About Cardiac Channelopathies

What are cardiac channelopathies?
The heart has an electrical system that controls the heartbeat and other important functions. It is controlled by pores in the heart called ion channels. Cardiac channelopathies occur when the proteins forming these channels do not function properly. In some patients, cardiac channelopathies cause noticeable symptoms from an early age, but in others they can go undetected for years until unexpectedly causing symptoms.
Symptoms from cardiac channelopathies may occur spontaneously in the hereditary disorders or be caused by reactions to certain drugs. Regardless of the trigger, the heart can beat irregularly causing symptoms such as fainting or seizures and lead to the diagnosis or tentative diagnosis of potentially dangerous conditions, such as:

• Long QT Syndrome (LQTS)
• Catecholaminergic Polymorphic Ventricular Tachycardia (CPVT)
• Brugada Syndrome  (BrS)

Long QT Syndrome (LQTS)

What is Long QT Syndrome?
LQTS is a condition that impairs the electrical system of the heart. Its symptoms may include fainting, seizures, abnormal heartbeats, and even death. For some people, symptoms only occur under certain conditions, for example, when they are startled, under emotional stress, or engaged in vigorous physical activities. Most LQTS deaths can be prevented with early diagnosis and treatment.

What is the QT interval?
Every heartbeat is started by an electrical signal that tells the heart muscle to contract. This signal causes the waves that you see on an ECG. These waves are represented by the letters P, Q, R, S, T, and U.

The QT interval represents the length of time between the beginning of the Q wave and the end of the T wave, when the heart “recharges” before its next beat. People with LQTS have an unusually long QT interval.

Why does it matter if the QT interval is too long?
When the QT Interval is too long, your heart may not beat correctly. This can result in very fast, abnormal heartbeats, causing symptoms such as dizziness, fainting or seizures. The severity and duration of these symptoms depend on how quickly your heart can return to a normal rhythm.
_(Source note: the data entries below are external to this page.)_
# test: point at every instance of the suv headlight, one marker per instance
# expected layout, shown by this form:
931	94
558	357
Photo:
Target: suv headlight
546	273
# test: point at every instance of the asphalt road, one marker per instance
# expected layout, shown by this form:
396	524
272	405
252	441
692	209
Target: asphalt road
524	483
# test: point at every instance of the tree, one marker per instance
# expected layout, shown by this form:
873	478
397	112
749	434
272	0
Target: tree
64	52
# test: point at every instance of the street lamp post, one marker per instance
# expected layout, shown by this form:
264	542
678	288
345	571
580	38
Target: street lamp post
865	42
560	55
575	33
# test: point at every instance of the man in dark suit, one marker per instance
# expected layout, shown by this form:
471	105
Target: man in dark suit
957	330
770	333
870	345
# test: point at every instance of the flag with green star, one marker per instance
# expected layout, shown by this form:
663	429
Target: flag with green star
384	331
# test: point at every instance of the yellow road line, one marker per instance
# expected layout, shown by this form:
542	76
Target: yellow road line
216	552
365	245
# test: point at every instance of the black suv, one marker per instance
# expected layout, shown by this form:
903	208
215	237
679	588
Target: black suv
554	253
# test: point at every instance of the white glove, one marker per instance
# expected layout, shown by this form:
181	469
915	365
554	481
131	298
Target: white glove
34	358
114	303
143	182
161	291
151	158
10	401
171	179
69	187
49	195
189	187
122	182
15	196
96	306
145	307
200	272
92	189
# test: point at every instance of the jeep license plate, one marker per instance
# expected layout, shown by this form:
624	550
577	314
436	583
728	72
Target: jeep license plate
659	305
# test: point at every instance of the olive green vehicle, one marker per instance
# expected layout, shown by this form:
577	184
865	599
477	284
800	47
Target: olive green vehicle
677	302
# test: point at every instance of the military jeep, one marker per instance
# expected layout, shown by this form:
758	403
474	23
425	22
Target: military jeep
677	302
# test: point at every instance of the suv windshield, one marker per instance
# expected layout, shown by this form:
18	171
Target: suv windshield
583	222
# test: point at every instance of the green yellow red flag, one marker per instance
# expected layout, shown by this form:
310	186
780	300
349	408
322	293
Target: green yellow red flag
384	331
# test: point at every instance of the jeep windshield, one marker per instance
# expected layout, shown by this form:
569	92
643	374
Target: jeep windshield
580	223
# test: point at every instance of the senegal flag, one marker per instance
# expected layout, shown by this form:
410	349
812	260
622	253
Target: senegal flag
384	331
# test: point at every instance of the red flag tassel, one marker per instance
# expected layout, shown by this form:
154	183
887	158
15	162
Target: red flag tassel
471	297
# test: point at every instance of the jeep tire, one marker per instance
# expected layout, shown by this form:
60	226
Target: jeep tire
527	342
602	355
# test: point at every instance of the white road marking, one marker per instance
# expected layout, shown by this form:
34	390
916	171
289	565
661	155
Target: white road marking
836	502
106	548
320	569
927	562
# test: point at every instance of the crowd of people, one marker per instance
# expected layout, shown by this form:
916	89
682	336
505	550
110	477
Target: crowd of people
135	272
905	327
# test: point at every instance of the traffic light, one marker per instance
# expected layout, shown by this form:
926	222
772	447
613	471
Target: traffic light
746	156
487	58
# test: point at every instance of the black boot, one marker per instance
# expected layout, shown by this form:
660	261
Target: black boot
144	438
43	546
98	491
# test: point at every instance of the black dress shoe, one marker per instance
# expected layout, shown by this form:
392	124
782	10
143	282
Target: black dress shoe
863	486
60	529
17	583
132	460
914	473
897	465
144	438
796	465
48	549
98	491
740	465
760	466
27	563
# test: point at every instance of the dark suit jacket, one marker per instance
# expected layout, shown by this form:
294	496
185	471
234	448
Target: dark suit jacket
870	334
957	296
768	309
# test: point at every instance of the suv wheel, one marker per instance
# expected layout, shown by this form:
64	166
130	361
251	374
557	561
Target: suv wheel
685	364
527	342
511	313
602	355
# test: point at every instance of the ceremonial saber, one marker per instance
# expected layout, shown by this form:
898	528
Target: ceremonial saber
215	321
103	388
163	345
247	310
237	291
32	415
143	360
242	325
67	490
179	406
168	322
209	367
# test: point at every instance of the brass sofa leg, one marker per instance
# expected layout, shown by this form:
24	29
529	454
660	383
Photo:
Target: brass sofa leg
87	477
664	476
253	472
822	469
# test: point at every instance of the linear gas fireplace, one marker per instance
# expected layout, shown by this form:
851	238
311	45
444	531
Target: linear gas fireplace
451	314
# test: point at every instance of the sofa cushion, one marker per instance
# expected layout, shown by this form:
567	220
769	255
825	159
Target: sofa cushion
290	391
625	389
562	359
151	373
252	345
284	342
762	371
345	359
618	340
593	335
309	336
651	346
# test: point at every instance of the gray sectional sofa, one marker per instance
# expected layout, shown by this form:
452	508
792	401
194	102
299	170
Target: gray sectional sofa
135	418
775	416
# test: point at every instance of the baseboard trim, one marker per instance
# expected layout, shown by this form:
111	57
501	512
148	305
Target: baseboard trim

Cause of QT Interval Prolongation:

Familial LQTS
Familial LQTS is an inherited disorder seen in about 1 in 3,000 people. In some families, there may be a history of seizures, fainting, or sudden death from unknown causes. Others may find out that they have LQTS only after taking a medication that causes them to faint or have an unusual heart rhythm.

Familial LQTS is caused by a gene mutation that is passed from one generation to the next. If you have a mutation, one of your parents, your children, and other relatives may also have it. Children of a parent with an LQTS mutation have a 50% chance of inheriting it. The symptoms experienced by family members with the same mutation are likely to vary by severity and age of first occurrence.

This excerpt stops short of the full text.